"But this good fellow is telling the truth then?"
"I assure you that I have good reasons, the best of reasons, for believing, for being certain, that the swimmer who crossed the Seine was not your brother!"
"Great Heaven! Who was it then?"
Fandor hesitated a moment.... Should he divulge his secret? All he said was:
"It was not your brother—I know that!"
So decisive was his tone, so great the sympathy vibrating through his words, that Elizabeth Dollon, once more convinced that Fandor was not speaking at random, bent her head and shed tears of deepest grief and bitter disappointment.
Fandor allowed the sorrow-stricken girl to give way to her grief for a few minutes; then he gently asked her:
"Mademoiselle Elizabeth, shall we have a little talk?... You see I simply cannot tell you everything, yet I would gladly help you!... But first and foremost, I beg of you to put quite out of your mind this hope that your brother is still alive!..."

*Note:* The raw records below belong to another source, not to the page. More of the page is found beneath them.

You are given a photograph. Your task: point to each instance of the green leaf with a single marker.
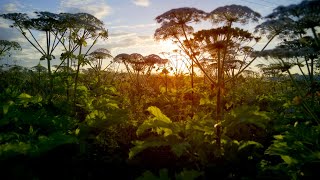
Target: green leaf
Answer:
(188, 175)
(180, 148)
(158, 114)
(142, 145)
(5, 108)
(289, 160)
(249, 143)
(77, 131)
(24, 96)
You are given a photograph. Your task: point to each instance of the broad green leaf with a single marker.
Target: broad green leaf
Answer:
(142, 145)
(158, 114)
(180, 148)
(5, 109)
(188, 175)
(77, 131)
(289, 160)
(24, 96)
(249, 143)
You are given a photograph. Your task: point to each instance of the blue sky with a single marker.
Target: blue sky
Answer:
(130, 22)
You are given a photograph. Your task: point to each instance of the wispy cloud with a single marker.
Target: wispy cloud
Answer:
(144, 3)
(98, 8)
(134, 26)
(11, 7)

Sadly Elizabeth wiped away her tears, and in a voice which she tried to steady, said:
"Oh, what is to become of me! I thought I had found in you a support, a help, and now you abandon me! And I had put my faith in your goodness of heart!... There are your articles on the one hand, and your attitude on the other—what am I to make of it? It is driving me to despair! And if you only knew how much I need to be supported, encouraged; I feel as if I should go out of my senses—out of my mind ... and I am alone, so terribly alone!"